Otra cosa: es bastante normal, como nuevos ricos que somos gracias a las subvenciones europeas, que procuremos olvidar nuestro pasado reciente e intentemos considerar “normal” el Estado de bienestar de que disfrutamos. Pero no es normal. La legislación social europea es una excepción, una extraordinaria conquista favorecida por la existencia de la URSS y de la alternativa (teórica) comunista. No es exportable y, hoy por hoy, existen dudas razonables sobre si será sostenible a medio plazo. Es una rareza maravillosa. Visto desde fuera, el Estado de bienestar europeo aparece raro, muy raro.

A finales del siglo XIX y principios del XX, los pogromos en el este de Europa lanzaron sobre los países occidentales sucesivas oleadas de inmigración judía. En Londres, por poner un ejemplo, se levantó un clamor contra aquellos desgraciados que se hacinaban en Whitechapel, trabajaban por casi nada en los muelles y los mataderos, y reventaban las modestísimas conquistas laborales (la abolición del trabajo infantil en las minas, por citar una de ellas) de los obreros ingleses. Esos judíos, en cuestión de décadas, transformaron Londres en una próspera ciudad de servicios, mientras la industria autóctona se desvanecía en la nada.

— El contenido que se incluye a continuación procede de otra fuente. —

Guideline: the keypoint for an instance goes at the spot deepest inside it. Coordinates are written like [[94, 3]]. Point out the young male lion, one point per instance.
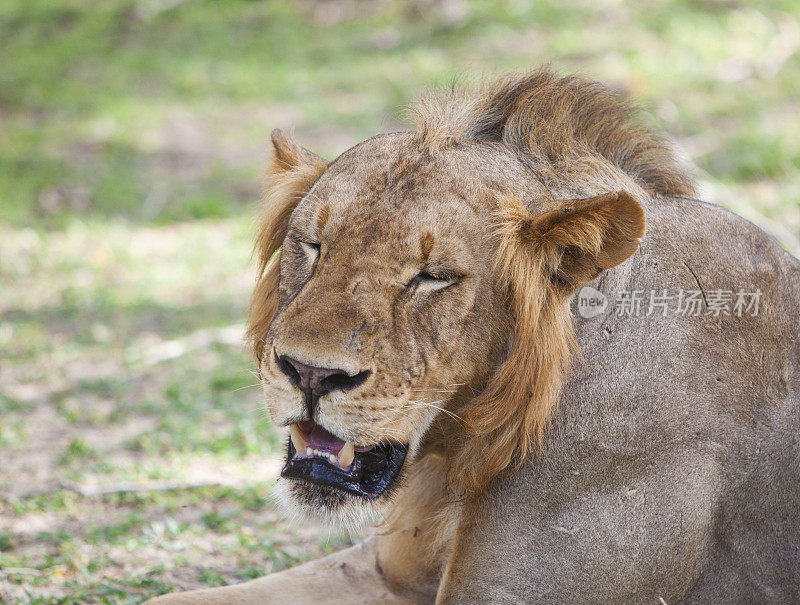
[[412, 327]]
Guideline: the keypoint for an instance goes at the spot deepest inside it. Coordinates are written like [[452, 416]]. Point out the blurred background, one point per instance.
[[134, 455]]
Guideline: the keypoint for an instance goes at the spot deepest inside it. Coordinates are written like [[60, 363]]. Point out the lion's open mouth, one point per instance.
[[317, 456]]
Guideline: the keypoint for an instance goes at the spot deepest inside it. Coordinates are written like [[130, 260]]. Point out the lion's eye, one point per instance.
[[433, 280]]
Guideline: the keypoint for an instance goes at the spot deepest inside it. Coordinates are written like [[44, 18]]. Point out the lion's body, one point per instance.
[[672, 468], [669, 467]]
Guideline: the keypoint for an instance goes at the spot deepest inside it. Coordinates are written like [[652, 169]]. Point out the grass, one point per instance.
[[132, 136]]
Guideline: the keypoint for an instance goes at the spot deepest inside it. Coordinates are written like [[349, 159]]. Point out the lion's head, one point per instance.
[[413, 293]]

Como los catalanes no somos hipócritas, cuento con ver formidables operaciones policiales en las explotaciones agrarias: dicen que en ellas, a veces, los inmigrantes trabajan también por debajo de la ley (y con patronos subvencionados desde Bruselas). Cuento con ver también macrorredadas en las que aparezcan centenares de becarios de 35 y 40 años, y que los empresarios que les explotan acaben delante de un juez.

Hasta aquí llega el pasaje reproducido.